I got a phone call yesterday from The Central Office telling me that I would be listed in the Top 50 corner for doing so well in my first month as a consultant. Although I know that The Central Office is one of those places that tells everyone how well they are doing all the time, I still was sort of chuffed.
You understand, at my fulltime job, folks were not even excited when I got us to #4 on Google (#3 in some countries). Central Office sent me a pan for doing much less than that. It is apparently part of the deal that they encourage us like preschool teachers. I am therefore allowing myself to be delighted about this.
Speaking of SEO, I am finding that exciting, too. (Go ahead, nod off, switch to another page, I won’t see you.) As long as we had the primary goal of getting people to come into the physical store, it was clear that the name of the store and regional variants on things like “teacher resource” and “teacher store” were what we wanted to rank with. I got us to #4 for our quite common store name, and with all the regional variants we own the page. I also have us seriously well ranked for all sorts of specifically relevant subject matter. I have been maintaining this for months without even telling you about it, I had gotten so complacent about it.
However, now that we want to encourage rather than discourage random Northerners and foreign strangers to shop with us, it is clear that we need a different strategy. My surveys here and in the physical world persuade me that people who want to buy a pocket chart online do not always look for a nice teacher store online, as they would if they wanted to physically buy their pocket chart in the physical world.
No, instead they cast out “pocket chart” into the ether, and hope that Google will serve something nice up to them. Our store gets served up, for most things, around page 4 or 5. Most people have given up by then.
And of course when we lure people into our physical store, they immediately see that it is a charming place filled with people who really care about their pocket charts and want to help them. A customer was in yesterday who mentioned “that new place” — the competitor who dared to open a shop here in the town where I live after ours closed. “That new place isn’t home,” she said. “Ftttt.”

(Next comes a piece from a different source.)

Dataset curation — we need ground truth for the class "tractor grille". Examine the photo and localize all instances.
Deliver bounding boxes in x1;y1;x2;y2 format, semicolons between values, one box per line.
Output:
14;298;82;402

I had never previously heard anyone say, “fttt,” but I knew what she meant.
“They’re not from here, you know,” The Empress confided.
“Oh, I know,” said the customer. “We could tell.”

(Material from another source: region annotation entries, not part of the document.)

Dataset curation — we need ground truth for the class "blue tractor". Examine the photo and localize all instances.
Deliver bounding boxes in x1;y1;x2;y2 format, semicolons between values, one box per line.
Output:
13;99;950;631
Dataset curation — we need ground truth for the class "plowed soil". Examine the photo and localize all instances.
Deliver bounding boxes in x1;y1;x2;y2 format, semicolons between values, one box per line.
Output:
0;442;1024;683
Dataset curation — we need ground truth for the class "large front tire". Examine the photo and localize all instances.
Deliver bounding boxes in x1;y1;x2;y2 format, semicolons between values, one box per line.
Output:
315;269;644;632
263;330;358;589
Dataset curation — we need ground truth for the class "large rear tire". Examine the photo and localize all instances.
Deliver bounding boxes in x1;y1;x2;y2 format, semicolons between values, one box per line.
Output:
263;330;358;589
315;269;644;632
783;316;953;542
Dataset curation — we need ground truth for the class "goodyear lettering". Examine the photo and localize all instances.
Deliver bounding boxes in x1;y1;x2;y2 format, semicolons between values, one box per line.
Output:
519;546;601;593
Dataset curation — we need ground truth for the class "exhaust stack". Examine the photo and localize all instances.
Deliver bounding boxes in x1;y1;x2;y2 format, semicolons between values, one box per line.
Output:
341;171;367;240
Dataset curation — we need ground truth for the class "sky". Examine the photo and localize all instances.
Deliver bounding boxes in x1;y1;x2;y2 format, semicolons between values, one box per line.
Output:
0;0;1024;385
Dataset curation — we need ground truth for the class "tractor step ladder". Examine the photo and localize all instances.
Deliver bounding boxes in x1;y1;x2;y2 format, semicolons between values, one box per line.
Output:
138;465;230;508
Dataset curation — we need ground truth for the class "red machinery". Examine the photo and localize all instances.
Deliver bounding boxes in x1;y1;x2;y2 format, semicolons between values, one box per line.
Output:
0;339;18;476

This won’t get us anywhere in the flat world of the internet. We need something more. I spent some time yesterday spying on our competition to see how they were getting their spots (you can do this with the Dark Art of SEO).
You can see how thrilling this is. Which of our 15,000 SKUs should I try to rank us for? How shall I do it? Do we need more control over our content, or a highly creative link-seeking strategy? Should I go with “interactive pocket chart” or “classroom pocket chart”? How do I interpret the fact that we rank #1 for “soft foam skeleton dice”?
Yes,well. I’m having fun with it.
Following a thrilling day of this, I picked up Partygirl for the Tuesday class. After class (we discussed “Be thou therefore perfect, as your Father in heaven is perfect”), we went back to her place and picked up a box of books.
“I’m giving these to you,” she said, “on the condition that I never see them again.”
I accepted the terms. They are mostly romantic suspense, a genre with which I am largely unfamiliar. I’ll read some and pass the rest along to someone else. There was also in the box an old cookbook. I love old cookbooks, just as documents if not to cook from. This was The Meat Cook Book from 1965, an era when the photographs were printed in truly sickening colors. I am looking forward to reading it.
Partygirl also gave me a gorgeous Irish crystal pitcher, in recognition of my help with her daughter’s wedding, for which I didn’t do that much, and a Pampered Chef T-shirt. It is black with pink rhinestones. Even if you have never met me, you probably know that I do not already own several black T-shirts with pink rhinestones.
If I wear Partygirl’s T-shirt and read her books, I may become as perky as she is, or at least closer to the optimal perkiness level for a cooking show consultant. We’ll see tomorrow at my next show. Today I am spending with the Dark Art of SEO and the second grade book, neither of which requires any perkiness whatsoever.